Now, that report is excellent. It looks at replacement rates (ratio of what you get on welfare to what you get on work). The 75% statement seems to come from the analysis of table 3 where the authors state “about three quarters of the recipients on Jobseeker’s payments face a replacement rate of less than 60 per cent”. In english this means that in the simulated labour market they develop someone on Jobseekers would get 60% of the predicted wage they would get.
The welfare situation is complex. The replacement rate is a fine and dandy tool to benchmark what you get in position A vs B. The problem is that the report and the letter campaign will be spun as “get of yer asses and get a job” . In a classic case of transference the (nominally) socialist Tainiste suggested young people should not be “in front of flat screen TVs”, echoing Norman (assuredly not socialist) Tebbitt and his exhortations to the unemployed of the 1980s to “Get on yer bike”
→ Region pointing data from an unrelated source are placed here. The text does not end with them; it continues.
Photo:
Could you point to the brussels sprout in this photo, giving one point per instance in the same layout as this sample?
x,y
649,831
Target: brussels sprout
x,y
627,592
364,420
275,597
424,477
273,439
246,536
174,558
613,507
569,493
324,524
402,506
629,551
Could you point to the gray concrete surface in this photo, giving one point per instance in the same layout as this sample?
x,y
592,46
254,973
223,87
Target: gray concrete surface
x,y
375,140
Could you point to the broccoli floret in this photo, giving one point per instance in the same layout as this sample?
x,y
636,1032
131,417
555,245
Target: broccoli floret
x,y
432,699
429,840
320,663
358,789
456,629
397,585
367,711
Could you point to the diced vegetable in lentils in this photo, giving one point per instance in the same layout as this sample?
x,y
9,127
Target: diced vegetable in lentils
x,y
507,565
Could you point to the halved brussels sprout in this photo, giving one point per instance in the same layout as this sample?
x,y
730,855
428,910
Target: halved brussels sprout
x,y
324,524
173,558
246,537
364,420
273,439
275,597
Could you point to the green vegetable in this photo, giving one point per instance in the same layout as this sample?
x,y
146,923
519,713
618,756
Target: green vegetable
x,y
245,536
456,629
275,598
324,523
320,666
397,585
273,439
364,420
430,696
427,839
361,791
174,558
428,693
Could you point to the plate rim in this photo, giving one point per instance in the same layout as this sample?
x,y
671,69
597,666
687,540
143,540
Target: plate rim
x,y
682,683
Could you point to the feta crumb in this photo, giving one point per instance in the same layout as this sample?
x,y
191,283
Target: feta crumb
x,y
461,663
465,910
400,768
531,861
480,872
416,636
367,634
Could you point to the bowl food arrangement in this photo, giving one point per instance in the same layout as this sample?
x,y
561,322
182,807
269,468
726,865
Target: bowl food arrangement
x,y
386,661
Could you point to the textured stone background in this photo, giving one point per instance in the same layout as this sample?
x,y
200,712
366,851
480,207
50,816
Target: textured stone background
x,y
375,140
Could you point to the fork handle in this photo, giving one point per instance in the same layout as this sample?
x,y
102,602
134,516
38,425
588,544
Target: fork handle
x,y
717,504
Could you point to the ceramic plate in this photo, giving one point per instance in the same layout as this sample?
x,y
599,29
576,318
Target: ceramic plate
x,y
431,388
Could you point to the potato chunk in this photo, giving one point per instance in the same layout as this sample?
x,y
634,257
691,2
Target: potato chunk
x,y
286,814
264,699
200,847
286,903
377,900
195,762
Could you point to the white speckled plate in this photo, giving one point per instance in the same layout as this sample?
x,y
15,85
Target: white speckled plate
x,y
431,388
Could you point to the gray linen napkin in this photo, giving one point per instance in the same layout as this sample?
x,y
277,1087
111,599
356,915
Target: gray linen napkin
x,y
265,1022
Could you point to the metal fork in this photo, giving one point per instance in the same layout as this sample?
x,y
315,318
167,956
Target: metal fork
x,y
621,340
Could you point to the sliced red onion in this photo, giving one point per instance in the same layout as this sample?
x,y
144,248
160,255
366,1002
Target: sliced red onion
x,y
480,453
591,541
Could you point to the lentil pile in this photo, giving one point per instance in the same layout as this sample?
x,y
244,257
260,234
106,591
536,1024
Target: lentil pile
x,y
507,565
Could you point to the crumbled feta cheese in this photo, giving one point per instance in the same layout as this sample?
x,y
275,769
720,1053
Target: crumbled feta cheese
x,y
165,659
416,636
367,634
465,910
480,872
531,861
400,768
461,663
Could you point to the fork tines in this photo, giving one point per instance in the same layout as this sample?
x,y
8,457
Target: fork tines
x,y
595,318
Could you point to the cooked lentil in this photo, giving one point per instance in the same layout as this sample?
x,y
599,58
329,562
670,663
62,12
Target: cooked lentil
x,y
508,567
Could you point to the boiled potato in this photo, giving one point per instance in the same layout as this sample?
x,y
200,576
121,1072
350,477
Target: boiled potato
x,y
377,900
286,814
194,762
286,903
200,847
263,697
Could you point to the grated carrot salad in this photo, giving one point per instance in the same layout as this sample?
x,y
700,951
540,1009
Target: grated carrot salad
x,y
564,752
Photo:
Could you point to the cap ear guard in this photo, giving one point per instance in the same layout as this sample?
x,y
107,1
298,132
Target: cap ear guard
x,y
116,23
Here however is the problem..are there JOBS for these layabouts to drag themselves to instead of watching Jeremy Kyle and reruns of Americas Top Model? Focusing on the replacement rate is a classic case of supply side initiatives. But the other half of the issue is Aggregate Demand. From the Budget 2014 we see that domestic demand, which will drive jobs more than hoped for hightech exports, is calculated to be at best sluggish, at 1.4% to 1.1% pa for the next few years. It would be nice if we could have media and government that acknowledge that supply and demand work together.
The reference to ‘75% of people on welfare could increase their income by about 50 per cent by obtaining a job’ is from Live Register analysis and has been cited in a response to a recent parliamentary question (see below).
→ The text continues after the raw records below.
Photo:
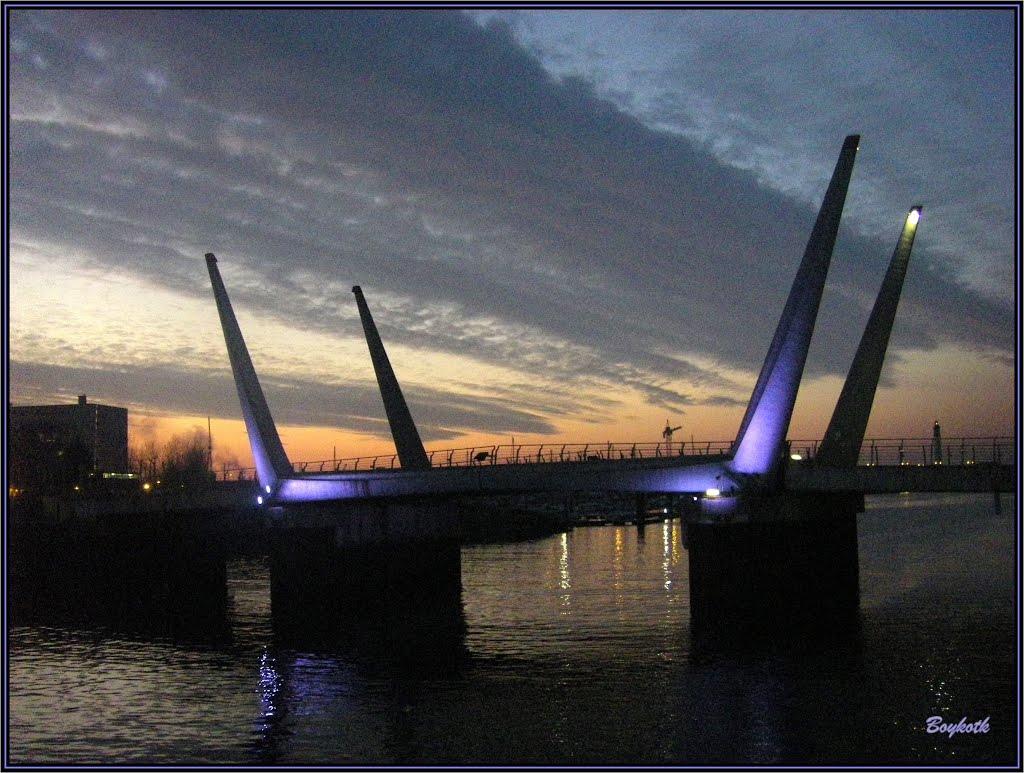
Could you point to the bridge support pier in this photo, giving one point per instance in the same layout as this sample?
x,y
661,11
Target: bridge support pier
x,y
782,560
356,561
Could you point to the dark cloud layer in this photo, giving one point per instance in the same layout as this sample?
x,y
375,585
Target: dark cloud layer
x,y
499,213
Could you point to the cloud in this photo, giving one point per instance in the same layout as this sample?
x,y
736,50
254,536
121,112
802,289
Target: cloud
x,y
491,210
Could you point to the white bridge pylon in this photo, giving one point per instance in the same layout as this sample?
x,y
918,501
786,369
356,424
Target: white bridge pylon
x,y
757,455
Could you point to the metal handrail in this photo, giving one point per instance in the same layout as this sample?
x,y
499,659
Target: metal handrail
x,y
887,451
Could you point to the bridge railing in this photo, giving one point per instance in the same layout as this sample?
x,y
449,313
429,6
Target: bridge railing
x,y
927,451
965,451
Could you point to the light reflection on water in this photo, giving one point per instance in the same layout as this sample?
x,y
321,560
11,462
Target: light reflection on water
x,y
577,651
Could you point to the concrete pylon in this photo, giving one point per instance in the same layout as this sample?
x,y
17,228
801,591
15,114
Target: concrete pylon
x,y
841,445
271,462
759,443
407,438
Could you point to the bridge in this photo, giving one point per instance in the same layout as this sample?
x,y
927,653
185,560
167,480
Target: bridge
x,y
770,534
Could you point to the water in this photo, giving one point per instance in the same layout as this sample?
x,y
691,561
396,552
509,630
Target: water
x,y
577,651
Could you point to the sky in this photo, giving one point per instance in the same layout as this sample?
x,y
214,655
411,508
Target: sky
x,y
569,225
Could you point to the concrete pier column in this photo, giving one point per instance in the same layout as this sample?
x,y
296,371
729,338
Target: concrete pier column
x,y
368,560
774,569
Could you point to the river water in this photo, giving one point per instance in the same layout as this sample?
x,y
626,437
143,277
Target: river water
x,y
573,650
The separate research from the ESRI, is publicly available and the title of the study is “Tax, Welfare and Work Incentives’.
PQ – 17th October, 2013
Deputy Peter Mathews asked the Minister for Social Protection her plans to ensure that persons are financially better off in employment rather than on welfare; and if she will make a statement on the matter. [43140/13]
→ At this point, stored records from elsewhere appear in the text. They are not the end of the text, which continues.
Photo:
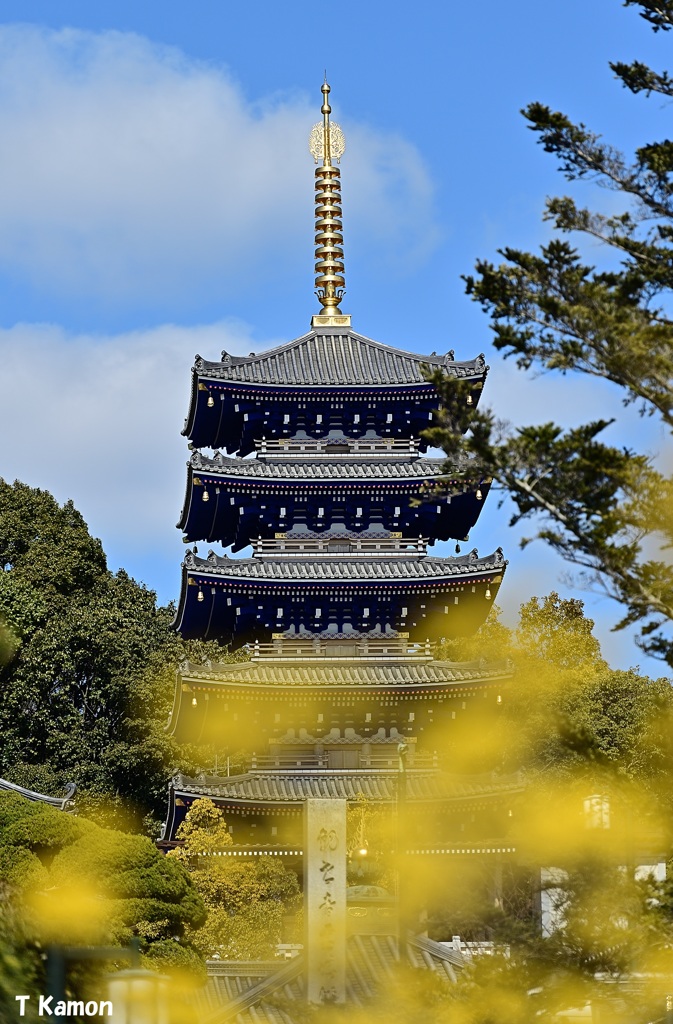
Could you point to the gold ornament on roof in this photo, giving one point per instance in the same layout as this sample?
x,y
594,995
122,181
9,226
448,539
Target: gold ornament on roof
x,y
326,143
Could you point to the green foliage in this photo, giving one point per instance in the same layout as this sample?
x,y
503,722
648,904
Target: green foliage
x,y
90,681
605,509
246,900
49,860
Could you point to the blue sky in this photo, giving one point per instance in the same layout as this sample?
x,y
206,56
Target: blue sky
x,y
156,200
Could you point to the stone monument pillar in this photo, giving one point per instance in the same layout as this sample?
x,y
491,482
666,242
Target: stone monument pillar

Response from Minister for Social Protection (Deputy Joan Burton):
The replacement rate for given income levels is a tool used to measure the degree to whichout-of-work benefits when unemployed replace take home income from work. While there is no pre-determined level of replacement rate, which would influence every individual’s decision to work, higher replacement rates may indicate lower incentives to take up employment. In this regard a replacement rate in excess of 70% may be considered to be excessive. The Department will shortly make available an online “Better Off in Work” ready reckoner which will give an indicative estimate of the difference between a customer’s potential in-work and current out-of-work payments based on information input by the customer. I expect this to be of significant practical help to jobseekers. Replacement rate analysis, as supported by research by the ESRI, demonstrates that the great majority of people on the Live Register have a strong financial incentive to work and significant numbers leave the Register each year.
In this regard it may be noted that almost three-quarters of the people on the Live Register are only claiming a personal rate for themselves. They are either single or may have a spouse or partner who is working. In addition, 53% of the people on the Live Register receive less than the maximum personal weekly rate.
High replacement rates are generally associated with a relatively high number of dependent children and/or receipt of rent or mortgage supplement. However, it is important to note that only some 9% of persons on the Live Register are in receipt of rent supplement, with a further 1.5% in receipt of mortgage interest supplement. The vast majority of jobseekers do not receive these additional supports. Significant moves have already been taken to address the impact of housing entitlements upon replacement rates. Arising out of commitments in the Programme for Government to review the operation of the rent supplement scheme, proposals to integrate the systems for providing rent supplement and social housing support have been advanced. It is intended to transfer responsibility for the provision of rental assistance to persons with a long term housing need from the Department of Social Protection (currently provided through rent supplement) to housing authorities using a new housing assistance payment.
The effect of this transfer and the introduction of a new form of housing assistance payment will be to address one of the significant disincentives to accessing full-time employment that exists under the rent supplement scheme. This will have a positive impact on replacement rates.